The project was coordinated by Maria de Jesus Cabral (project SHARE–Saúde e Humanidades Atuando em Rede–Co-PI) and Isabel Fernandes (project SHARE’s PI). Monteiro was joined in the executive committee by Filipe Mesquita (project SHARE’s grantee) and Inês Almeida (CEAUL researcher–Centre of Statistics and its Applications–and a member of the Project in Medical Humanities). The team had contributions from several members of the Project in Medical Humanities and other researchers from different fields of study: American Studies, Art History, Bioethics, Creative Writing, Education, Film and Media Studies, Ethics, Languages, Literature, Medical and Health Humanities, Visual and Dramatic Arts, Philosophy, Psychology, and Sociology.

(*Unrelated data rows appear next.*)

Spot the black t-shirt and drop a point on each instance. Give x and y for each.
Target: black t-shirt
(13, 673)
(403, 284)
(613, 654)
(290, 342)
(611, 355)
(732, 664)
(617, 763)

As a team dedicated to Medical Humanities and Narrative Medicine, and aware of the effects the sanitary crisis was having around the world, especially for health professionals, we developed an original tool meant to help them deal with the wariness brought about by these trying circumstances. We relied on Narrative Medicine tools, such as close reading, and our hope was that the materials we developed and shared would promote a moment of contemplation, reflection, and even dialogue, which in turn could contribute to an alleviation of stress and help develop more humane relations and environments.